Moments later, Kelly Cheng, who was recently convicted of 11 counts of fraud, says, “I like to attend the auctions, I like the bidding, I like the excitement. I just want to own it. Whether I would drink it or not, I don’t know. But it’s something I really want and I have to get it. When I’m bidding so aggresively, I don’t see anybody around me, all I know is the auctioneer and myself. No matter what, this is what I want, I want to bring it home.” She goes on to explain how at one auction she grew impatient with the bidding and immediately doubled the going bid, paying 1.5m on a bottle of wine.

The filmmakers (Warwick Ross and David Roach) do a good job of illustrating how wine has become a commodity — the film’s tagline spells it out clearly, “When red became more valuable than gold.” The statement could be applied globally, but the China-themed tone is clear.

“Red Obsession” also digs into how China is changing from just consumer to also producer. The film takes the viewer to Château Changyu-Castel’s 135 hectares of vineyards in Yantai, Shandong; and then out to the harsh-looking lands of Ningxia where local government and state-run enterprises are banking on the area becoming a major global wine producer — which is an entirely well-founded belief considering the area has produced some award-winning wine.

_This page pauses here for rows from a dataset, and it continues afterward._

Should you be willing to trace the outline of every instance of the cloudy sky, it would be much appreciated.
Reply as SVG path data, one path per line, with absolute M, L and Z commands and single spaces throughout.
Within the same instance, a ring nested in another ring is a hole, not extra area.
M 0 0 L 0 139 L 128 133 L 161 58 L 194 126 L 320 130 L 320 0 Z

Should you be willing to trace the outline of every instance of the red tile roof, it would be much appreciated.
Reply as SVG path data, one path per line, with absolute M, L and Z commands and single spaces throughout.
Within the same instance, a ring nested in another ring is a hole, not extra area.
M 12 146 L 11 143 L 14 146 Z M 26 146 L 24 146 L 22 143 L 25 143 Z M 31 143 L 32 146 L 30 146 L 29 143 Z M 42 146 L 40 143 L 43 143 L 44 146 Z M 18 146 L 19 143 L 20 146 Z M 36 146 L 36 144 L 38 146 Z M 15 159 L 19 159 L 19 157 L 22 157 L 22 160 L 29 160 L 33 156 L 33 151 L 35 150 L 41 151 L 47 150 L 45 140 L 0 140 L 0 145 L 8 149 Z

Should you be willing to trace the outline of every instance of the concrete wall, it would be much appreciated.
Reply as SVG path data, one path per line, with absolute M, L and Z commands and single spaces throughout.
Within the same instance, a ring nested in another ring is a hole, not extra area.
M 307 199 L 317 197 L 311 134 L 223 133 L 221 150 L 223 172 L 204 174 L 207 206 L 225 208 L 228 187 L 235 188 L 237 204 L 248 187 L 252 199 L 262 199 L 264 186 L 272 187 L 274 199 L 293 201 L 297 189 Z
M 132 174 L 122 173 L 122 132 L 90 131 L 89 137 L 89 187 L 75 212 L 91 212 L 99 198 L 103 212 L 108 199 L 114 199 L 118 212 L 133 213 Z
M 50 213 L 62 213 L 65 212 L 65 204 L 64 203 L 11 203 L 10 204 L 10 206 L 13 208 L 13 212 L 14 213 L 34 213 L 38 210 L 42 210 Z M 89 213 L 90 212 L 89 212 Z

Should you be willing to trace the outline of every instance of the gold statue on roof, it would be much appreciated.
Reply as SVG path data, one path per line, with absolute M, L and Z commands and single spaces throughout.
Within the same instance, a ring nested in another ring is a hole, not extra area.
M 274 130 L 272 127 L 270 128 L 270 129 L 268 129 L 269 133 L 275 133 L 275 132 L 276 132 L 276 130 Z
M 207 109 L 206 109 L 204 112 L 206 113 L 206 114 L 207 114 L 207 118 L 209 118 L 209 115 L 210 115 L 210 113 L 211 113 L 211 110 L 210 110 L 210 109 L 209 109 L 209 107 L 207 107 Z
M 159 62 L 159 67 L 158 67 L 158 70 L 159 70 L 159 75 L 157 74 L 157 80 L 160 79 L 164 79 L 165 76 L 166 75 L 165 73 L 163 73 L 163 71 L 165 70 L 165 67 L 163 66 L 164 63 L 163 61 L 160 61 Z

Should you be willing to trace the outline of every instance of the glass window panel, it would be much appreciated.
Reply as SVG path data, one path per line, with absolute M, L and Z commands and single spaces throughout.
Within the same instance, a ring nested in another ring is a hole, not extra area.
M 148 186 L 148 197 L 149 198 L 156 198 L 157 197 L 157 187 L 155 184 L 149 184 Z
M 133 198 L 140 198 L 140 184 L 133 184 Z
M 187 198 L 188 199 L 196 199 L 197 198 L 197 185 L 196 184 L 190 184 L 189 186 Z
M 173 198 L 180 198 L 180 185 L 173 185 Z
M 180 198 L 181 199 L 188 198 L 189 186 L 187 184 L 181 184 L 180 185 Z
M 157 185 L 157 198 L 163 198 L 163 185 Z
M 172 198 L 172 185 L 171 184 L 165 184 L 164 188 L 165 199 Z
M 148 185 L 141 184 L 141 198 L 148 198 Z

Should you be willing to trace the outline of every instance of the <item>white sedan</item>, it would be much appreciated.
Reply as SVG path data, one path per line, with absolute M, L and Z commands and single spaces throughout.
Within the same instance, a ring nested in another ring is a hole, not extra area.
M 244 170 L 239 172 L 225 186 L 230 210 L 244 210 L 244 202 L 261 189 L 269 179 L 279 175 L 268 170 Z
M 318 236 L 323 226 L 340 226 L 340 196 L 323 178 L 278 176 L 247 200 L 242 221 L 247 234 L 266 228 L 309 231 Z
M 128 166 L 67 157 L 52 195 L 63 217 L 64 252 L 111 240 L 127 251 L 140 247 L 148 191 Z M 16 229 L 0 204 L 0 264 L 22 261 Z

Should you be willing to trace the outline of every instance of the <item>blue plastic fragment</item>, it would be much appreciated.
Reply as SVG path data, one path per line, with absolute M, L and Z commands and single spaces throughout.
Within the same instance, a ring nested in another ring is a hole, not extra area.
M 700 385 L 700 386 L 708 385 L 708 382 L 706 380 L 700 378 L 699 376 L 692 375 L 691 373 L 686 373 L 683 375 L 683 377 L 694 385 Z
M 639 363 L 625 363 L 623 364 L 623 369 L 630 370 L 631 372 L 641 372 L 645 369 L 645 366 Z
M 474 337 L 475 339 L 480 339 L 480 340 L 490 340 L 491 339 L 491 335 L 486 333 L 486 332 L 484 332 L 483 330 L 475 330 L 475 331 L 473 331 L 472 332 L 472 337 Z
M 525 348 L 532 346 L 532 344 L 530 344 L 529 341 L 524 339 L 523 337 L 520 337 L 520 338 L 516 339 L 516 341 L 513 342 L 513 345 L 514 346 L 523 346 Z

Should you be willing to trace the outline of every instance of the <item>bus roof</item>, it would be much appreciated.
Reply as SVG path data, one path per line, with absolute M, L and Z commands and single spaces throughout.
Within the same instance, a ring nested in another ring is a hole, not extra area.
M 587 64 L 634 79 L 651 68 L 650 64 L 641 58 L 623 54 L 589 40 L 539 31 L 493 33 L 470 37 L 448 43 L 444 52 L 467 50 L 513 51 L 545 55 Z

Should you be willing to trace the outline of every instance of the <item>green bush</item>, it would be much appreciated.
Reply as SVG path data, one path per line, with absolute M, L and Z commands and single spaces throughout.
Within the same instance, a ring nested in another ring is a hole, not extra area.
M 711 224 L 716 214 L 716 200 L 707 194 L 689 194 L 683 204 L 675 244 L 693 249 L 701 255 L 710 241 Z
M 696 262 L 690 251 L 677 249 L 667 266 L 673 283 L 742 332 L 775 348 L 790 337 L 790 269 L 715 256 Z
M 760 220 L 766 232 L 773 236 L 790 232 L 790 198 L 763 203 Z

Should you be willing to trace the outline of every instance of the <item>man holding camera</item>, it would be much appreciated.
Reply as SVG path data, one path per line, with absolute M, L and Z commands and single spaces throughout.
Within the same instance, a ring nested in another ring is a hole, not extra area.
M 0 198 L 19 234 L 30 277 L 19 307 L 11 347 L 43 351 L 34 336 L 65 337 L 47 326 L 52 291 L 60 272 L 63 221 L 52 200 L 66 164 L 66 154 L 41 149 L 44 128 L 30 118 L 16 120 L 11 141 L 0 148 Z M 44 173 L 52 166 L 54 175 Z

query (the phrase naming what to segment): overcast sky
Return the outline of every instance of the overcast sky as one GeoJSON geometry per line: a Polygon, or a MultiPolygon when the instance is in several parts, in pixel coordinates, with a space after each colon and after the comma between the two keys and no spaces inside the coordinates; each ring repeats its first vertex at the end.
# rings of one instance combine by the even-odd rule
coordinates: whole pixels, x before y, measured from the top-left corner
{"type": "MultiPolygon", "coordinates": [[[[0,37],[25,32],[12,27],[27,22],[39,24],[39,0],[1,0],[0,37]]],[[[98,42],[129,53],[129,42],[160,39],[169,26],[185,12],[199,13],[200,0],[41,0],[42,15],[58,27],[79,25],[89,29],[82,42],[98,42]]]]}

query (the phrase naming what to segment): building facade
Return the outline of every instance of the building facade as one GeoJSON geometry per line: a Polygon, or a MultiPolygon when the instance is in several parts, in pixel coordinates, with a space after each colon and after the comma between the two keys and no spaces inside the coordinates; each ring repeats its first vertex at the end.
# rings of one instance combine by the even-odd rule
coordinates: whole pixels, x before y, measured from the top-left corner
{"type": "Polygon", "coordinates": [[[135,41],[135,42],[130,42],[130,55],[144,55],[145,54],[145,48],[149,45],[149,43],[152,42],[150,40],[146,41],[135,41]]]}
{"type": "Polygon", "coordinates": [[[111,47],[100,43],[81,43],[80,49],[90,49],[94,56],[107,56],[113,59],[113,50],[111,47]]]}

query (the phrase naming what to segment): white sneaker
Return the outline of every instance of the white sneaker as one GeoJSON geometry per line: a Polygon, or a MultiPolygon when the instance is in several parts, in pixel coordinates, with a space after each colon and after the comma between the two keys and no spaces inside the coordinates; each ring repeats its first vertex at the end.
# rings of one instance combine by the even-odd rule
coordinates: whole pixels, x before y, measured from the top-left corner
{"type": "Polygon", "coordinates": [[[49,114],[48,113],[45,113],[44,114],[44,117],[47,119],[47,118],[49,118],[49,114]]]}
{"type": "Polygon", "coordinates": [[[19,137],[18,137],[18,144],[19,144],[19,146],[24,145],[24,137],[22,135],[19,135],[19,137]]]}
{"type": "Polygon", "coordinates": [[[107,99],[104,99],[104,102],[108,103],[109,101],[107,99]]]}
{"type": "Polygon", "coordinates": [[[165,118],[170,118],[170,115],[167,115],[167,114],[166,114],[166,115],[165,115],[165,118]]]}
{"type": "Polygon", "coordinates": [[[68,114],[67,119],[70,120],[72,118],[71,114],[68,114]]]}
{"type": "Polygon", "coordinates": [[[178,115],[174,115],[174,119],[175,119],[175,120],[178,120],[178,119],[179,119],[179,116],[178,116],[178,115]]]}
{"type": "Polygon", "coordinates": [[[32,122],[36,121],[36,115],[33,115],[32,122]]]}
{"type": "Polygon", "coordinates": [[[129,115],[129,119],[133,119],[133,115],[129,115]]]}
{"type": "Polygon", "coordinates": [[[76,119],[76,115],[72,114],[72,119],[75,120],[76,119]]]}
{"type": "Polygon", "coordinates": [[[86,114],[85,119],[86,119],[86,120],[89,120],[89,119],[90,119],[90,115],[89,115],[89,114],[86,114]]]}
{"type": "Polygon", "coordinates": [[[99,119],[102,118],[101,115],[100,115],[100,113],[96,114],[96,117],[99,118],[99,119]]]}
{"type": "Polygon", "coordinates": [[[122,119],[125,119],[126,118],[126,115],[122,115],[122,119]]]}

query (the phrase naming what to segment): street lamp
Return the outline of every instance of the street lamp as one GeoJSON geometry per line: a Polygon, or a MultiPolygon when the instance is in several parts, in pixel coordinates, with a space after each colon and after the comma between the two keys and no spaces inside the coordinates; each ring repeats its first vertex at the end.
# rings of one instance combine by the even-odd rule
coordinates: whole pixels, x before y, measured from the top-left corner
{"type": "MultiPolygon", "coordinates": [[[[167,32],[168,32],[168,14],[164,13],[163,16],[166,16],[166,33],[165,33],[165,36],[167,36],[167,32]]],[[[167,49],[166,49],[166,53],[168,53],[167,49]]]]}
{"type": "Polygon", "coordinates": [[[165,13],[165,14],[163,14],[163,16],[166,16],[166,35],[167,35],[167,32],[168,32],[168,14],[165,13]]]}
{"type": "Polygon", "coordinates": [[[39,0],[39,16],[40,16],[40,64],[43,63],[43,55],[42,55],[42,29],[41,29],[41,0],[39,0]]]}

While wine is not new to China (Changyu has a 120-year history), you definitely get the sense that a drink that comes in the country’s two primary colours is poised to sweep the population in a big way — “Red Obsession” has done well capturing what is sure to be considered a seminal period of wine in China. It also delivers, as all good documentaries should, a sneak beneath the cork of an affluent industry that most of us generally just get the scraps of.